Você não precisa trabalhar na indústria do calçado no
Vale dos Sinos nem ter uma lojinha de 1,99 para saber que tudo que acontece lá
nos afeta direta ou indiretamente. Trata-se de concorrência desleal, baseada em
trabalho escravo? De uma sociedade tipo “espartana” (em contraste com os
valores “atenienses” ocidentais) em que o Estado é mais importante que os seus
cidadãos? “No nosso modelo – em comparação com o modelo dos Estados Unidos e de
outras nações ocidentais – o bem-estar e a estabilidade social são mais
importantes do que a mera liberdade individual”, argumentou o chinês David Li,
membro do Comitê de Política Monetária do Banco Central de China.
As relações entre as potências mudaram nos anos 70, o que
colocou Nixon na História, por menos que você goste dele. David Li descreve o
pragmatismo oriental do processo de Reforma e Abertura, revelando que “Deng
Xiaoping anunciou: 'Nada de debates. Vá lá e faça'. Deng Xiaoping não seria
muito fã de debates como esse aqui. Talvez pudesse ser fã da Nike, 'Just do
it'...”. O principal articulador desta aproximação foi o secretário de Estado
norte-americano Henry Kissinger, autor de “On China” (“Sobre a China”). Grande
admirador do país, ele é no entanto um cético quanto à hegemonia chinesa: “Eu
diria que a China estará ocupada com enormes problemas internos e com seu
entorno imediato durante esse século”.
Todas informações sobre a sociedade chinesa convergem em
que aumentam as reivindicações de trabalhadores, pressionando por melhores
salários e condições de trabalho, em busca de qualidade de vida, o que
encarecerá também seus produtos. Esse processo pode levar décadas, é claro, e
até lá muitas indústrias daqui já terão sucumbido à concorrência chinesa.

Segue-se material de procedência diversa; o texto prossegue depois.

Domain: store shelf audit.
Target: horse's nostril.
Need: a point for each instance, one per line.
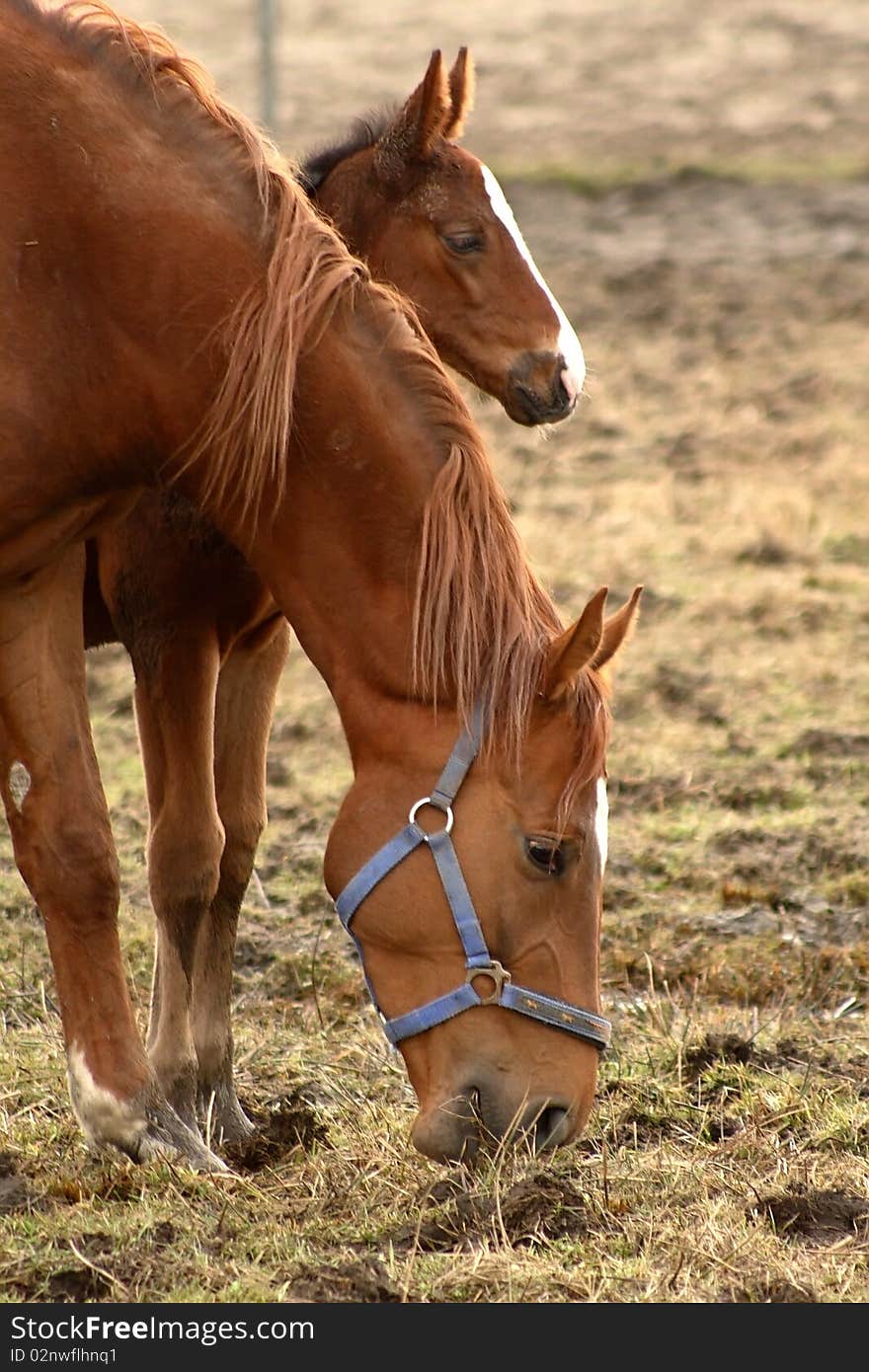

Aspecto interessante é o que isso gera não só em nós, à distância, mas na
própria vizinhança, como descreve Fareed Zakaria: “As pessoas gostam de falar
sobre a ascensão da Ásia. Eu fui criado na Índia Não existe esse negócio de
Ásia. Os países não gostam muito uns dos outros. A ascensão da China provocará
uma reação enérgica na Índia, no Japão, na Indonésia, no Vietnã e na Coréia do
Sul. Já começamos a ver sinais disso”. Pelo pluralismo, que assim seja.